3、近代的製法と「和紙」がもたらす環境問題?
 

 ここまで、「伝統的製法の和紙が環境にやさしい」と言われる理由を紹介しましたが、現実にはすべての和紙が伝統的製法に基づくものではないことはコラム1、2でも触れました。
 つまり、すべての和紙が環境にやさしいというわけでもないのです。

 例えば、原料ですが、現在は洋紙と同じ木材を原料とする和紙もありますし、様々な用途に応じて化学薬品を使う和紙も多くあります。

 また、現在では和紙の循環はほぼ見られません。この背景には、和紙の需要の減少により反故紙や宿紙を漉くだけの再生原料が無くなったことや、再生紙よりも安価な紙が多く流通してるためだと考えられます。

 最も問題となるのは、現在の「和紙」は海外への依存率が非常に高いことです。
 まず国内で生産される和紙の原料の多くは機械製紙、手漉き問わずにタイ楮です。さらに木材パルプ原料もほぼ海外からの輸入です。これらの輸送には当然のことながら大型船や航空機の利用が伴うだけでなく、輸入元の森林資源を日本が消費してしまうという問題も出てきます。
 また、近年では楮の生産地に近い東南アジアでの和紙作りも盛んになってきました。しかし、排水規制や薬品の取り扱いが不十分である国もあるようで、河川の汚濁も問題になる事案も出ているようです。この河川汚濁に関しては、日本の製紙業が川の流れが急な水量の多い地域で、しかも日本全国に分散して発達したため、川の自浄作用が汚濁の起こらない範囲で働いたのに対し、汚濁が起こるような海外工場では、一工場の生産量に加え、水の流れが緩やかなことによる排水の停滞が考えられます。

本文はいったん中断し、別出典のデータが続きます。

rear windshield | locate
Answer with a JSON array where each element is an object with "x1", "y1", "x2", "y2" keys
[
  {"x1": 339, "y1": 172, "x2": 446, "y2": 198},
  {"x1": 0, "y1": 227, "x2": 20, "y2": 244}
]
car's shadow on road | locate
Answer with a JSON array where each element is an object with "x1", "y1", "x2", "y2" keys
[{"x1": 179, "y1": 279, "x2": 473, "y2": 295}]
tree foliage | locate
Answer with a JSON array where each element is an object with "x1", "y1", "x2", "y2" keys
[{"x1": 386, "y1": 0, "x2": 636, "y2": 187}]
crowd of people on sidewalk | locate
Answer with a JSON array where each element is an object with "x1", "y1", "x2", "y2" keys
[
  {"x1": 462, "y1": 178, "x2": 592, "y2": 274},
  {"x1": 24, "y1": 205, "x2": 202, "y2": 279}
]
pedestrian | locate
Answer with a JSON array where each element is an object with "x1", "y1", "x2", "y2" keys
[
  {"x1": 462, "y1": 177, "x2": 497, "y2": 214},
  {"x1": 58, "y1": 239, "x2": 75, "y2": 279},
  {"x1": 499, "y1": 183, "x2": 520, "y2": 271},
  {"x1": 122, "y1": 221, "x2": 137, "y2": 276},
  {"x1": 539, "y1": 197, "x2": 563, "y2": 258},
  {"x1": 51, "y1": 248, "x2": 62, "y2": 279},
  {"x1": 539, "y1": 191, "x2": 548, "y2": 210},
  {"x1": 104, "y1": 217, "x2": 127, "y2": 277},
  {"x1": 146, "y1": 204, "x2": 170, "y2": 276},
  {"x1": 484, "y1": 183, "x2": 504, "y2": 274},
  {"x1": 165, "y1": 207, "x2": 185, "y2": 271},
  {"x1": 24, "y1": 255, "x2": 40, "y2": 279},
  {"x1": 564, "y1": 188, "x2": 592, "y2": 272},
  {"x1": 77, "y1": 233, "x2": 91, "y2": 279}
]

 「和紙が環境にやさしい」といわれる昨今ですが、このような点を踏まえずにいわゆる「和紙」の需要が急激に伸びることは必ずしも環境によい影響を与えるとは言えません。特に伝統的製法での和紙作りには限界もあり、まかないきれない重要は機械や海外に依存していきます。
 この点を踏まえ、本当に環境にやさしい和紙を選ぶには原料、産地、製法等をよく確認し、本当に必要なものを選ぶだと思います。